Tim nasional Mesir kembali menarik perhatian menjelang Piala Dunia 2026 setelah memastikan tiket ke putaran final dengan catatan kualifikasi yang sangat meyakinkan. Di bawah asuhan Hossam Hassan, The Pharaohs menargetkan lebih dari sekadar tampil, karena mereka ingin menembus fase gugur untuk pertama kalinya dalam sejarah keikutsertaan mereka.

Ambisi itu bertumpu pada Mohamed Salah, sosok sentral yang masih menjadi tumpuan utama lini depan Mesir.

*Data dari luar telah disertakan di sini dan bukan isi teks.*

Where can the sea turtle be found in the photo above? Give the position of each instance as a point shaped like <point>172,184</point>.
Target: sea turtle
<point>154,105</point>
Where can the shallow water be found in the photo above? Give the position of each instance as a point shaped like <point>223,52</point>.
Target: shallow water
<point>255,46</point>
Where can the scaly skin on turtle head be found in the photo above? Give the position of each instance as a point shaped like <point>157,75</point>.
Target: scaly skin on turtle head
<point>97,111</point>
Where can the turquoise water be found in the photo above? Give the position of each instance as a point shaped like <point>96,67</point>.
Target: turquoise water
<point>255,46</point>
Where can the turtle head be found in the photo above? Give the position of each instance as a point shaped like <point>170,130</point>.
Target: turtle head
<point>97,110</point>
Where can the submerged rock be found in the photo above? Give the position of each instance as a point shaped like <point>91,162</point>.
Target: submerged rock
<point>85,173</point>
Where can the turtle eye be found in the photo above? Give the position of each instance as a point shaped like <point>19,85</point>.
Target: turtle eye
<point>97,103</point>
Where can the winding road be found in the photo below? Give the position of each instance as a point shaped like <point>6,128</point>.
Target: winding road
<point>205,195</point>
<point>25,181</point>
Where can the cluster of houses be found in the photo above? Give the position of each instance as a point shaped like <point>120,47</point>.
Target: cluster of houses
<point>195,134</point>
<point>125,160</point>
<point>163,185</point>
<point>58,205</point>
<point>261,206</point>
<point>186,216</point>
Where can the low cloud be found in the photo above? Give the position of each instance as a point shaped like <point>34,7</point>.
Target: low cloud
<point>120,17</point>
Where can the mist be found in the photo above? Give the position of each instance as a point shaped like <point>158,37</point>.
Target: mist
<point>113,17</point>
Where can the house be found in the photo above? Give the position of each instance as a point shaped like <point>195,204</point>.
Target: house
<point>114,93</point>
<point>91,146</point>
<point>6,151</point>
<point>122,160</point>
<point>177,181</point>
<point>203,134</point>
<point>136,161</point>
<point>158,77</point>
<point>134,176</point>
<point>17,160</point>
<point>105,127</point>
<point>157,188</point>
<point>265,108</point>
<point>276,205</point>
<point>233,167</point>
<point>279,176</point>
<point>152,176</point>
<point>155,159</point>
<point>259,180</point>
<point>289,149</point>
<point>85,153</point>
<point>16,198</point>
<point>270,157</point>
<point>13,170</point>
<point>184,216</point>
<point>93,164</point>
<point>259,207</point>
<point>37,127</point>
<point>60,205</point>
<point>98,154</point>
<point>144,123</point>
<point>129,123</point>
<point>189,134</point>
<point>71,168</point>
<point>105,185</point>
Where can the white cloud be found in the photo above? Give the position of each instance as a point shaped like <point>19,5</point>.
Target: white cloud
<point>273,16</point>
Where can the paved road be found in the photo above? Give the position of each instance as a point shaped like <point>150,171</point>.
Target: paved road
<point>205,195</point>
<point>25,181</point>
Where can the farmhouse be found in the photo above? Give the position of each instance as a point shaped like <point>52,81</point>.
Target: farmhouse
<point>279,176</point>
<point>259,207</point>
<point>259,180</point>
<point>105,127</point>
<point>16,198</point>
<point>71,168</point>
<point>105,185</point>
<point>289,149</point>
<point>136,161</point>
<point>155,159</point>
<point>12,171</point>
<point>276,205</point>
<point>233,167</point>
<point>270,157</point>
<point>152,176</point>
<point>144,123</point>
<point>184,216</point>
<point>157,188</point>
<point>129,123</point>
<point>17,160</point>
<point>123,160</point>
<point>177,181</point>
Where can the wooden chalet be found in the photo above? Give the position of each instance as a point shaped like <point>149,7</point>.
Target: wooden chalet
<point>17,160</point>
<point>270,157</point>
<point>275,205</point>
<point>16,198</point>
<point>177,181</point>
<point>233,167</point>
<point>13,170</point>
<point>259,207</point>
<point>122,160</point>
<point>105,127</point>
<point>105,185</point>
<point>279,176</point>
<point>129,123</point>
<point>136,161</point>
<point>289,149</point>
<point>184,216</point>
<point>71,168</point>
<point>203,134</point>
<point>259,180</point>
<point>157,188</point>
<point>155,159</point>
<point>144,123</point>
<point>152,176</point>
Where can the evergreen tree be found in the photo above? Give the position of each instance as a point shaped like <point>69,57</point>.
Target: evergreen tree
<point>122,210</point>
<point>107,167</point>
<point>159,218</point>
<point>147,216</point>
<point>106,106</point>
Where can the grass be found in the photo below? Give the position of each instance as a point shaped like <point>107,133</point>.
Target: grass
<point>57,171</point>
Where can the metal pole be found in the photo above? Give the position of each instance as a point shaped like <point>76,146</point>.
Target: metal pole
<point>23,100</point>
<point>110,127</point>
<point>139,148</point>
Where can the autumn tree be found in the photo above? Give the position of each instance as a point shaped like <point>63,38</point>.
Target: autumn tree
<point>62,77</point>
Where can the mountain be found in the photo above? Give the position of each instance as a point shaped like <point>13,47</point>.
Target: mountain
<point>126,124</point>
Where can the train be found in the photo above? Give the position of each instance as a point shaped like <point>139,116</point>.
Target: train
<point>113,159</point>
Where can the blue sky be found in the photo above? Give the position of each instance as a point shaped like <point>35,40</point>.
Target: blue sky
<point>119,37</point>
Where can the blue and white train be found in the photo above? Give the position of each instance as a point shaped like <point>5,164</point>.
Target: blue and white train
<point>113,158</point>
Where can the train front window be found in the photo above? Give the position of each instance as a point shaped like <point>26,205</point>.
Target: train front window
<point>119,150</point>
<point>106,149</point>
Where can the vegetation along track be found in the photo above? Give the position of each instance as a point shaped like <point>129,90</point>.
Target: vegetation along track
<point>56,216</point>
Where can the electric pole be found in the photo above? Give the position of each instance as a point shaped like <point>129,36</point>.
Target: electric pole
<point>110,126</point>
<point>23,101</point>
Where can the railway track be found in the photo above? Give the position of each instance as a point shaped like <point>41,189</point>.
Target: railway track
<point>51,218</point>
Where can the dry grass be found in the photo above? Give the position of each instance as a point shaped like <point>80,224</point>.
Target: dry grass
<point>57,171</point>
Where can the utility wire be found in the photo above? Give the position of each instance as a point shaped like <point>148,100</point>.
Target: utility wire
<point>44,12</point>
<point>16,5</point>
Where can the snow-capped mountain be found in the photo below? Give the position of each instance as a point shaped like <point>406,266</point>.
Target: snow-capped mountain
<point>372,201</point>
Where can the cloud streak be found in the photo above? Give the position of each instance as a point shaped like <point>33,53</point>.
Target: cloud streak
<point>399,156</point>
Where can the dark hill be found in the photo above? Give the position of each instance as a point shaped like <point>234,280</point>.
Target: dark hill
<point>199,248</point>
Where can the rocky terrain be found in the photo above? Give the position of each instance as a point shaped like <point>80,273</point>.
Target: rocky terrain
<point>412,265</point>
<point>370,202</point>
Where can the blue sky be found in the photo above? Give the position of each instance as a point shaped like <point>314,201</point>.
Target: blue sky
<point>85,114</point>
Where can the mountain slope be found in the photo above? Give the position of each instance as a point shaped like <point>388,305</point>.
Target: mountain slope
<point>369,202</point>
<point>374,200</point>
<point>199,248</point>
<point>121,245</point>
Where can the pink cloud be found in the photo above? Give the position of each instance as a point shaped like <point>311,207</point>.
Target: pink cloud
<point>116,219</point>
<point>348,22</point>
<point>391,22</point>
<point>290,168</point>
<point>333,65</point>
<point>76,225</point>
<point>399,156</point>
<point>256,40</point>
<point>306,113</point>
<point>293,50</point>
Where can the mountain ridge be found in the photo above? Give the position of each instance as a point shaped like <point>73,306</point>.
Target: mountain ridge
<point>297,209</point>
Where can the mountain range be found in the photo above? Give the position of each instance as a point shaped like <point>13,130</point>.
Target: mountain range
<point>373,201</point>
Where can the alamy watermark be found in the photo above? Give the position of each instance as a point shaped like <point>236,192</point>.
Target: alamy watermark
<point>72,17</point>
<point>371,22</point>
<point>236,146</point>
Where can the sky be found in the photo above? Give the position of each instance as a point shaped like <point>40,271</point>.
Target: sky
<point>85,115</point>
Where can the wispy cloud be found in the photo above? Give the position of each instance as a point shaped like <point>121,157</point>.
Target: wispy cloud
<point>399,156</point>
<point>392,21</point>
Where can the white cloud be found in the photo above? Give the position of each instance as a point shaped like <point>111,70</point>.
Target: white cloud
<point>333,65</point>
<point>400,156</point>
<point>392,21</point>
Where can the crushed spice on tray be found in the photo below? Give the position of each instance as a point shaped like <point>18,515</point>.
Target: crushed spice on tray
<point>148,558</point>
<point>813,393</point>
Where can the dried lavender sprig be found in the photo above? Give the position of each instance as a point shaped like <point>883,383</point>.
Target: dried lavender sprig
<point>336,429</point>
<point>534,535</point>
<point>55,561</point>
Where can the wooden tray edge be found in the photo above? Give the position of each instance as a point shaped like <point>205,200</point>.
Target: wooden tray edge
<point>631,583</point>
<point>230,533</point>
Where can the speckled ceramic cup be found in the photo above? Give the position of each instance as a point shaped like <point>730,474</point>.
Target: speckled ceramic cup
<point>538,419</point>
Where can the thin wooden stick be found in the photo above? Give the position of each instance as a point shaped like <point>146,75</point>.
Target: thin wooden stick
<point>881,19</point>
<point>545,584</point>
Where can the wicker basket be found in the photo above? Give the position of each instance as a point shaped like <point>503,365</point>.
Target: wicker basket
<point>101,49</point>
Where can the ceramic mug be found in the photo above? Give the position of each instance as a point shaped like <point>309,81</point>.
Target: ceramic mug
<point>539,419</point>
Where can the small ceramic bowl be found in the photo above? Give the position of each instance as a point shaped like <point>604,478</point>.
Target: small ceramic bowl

Kapten tim yang kini berstatus tanpa klub setelah meninggalkan Liverpool itu juga berpeluang mencetak sejarah lain, yaitu melewati rekor gol terbanyak sepanjang masa Mesir milik Hossam Hassan yang berjumlah 69 gol.

Mesir datang dengan modal kuat dari kualifikasi

Mesir lolos ke Amerika Utara setelah keluar sebagai juara Grup A zona Afrika. Mereka mencatat delapan kemenangan dan dua hasil imbang dari 10 pertandingan, dengan selisih gol +18 yang menunjukkan dominasi sejak awal hingga akhir.

Hasil itu menjadi sinyal kebangkitan setelah Mesir absen pada Piala Dunia 2022 di Qatar. Kelolosan kali ini membawa harapan besar bahwa pengalaman dan kedalaman skuad mereka sudah berada di level yang lebih siap.

Rekam jejak di Piala Dunia masih menjadi tantangan

Meski dikenal sebagai salah satu kekuatan besar Afrika dengan tujuh gelar Piala Afrika, catatan Mesir di Piala Dunia belum setara reputasi benua mereka. Sejak debut pada 1934 sebagai wakil Afrika pertama, Mesir baru tampil dalam empat edisi, yaitu 1934, 1990, 2018, dan 2026.

Dalam tiga partisipasi sebelumnya, perjalanan mereka selalu terhenti di fase grup. Karena itu, target menembus babak gugur pada edisi kali ini menjadi misi yang sangat penting, baik untuk tim maupun publik sepak bola Mesir.

Mohamed Salah tetap jadi pusat harapan

Salah tetap memegang peran utama dalam skema permainan Mesir. Produktivitasnya masih sangat dibutuhkan, apalagi ia hanya memerlukan dua gol lagi untuk menyalip catatan Hossam Hassan sebagai pencetak gol terbanyak sepanjang masa tim nasional Mesir.

Di sektor serang, Mesir juga memiliki Omar Marmoush yang sedang menanjak bersama Manchester City. Keberadaan Emam Ashour dan Mahmoud Hassan Trezeguet di lini tengah ikut menambah kualitas serangan sekaligus memberi variasi dalam membangun permainan.

Persaingan berat di Grup G

Mesir akan menghadapi tantangan besar di Grup G bersama Belgia, Iran, dan Selandia Baru. Komposisi grup ini menuntut konsistensi tinggi sejak laga pertama, karena setiap poin bisa sangat menentukan peluang lolos ke fase berikutnya.

Pertandingan pembuka akan mempertemukan Mesir dengan Belgia di Seattle. Setelah itu, Mesir dijadwalkan menghadapi Selandia Baru di Vancouver, lalu menutup fase grup dengan duel melawan Iran, juga di Seattle.

Dengan modal kualifikasi yang kuat, skuad yang lebih matang, dan Salah sebagai penggerak utama, Mesir membawa harapan besar untuk akhirnya mematahkan catatan lama mereka di panggung Piala Dunia. Kelompok pemain yang tersedia saat ini membuat peluang The Pharaohs untuk mencetak sejarah terasa lebih nyata dibanding edisi-edisi sebelumnya.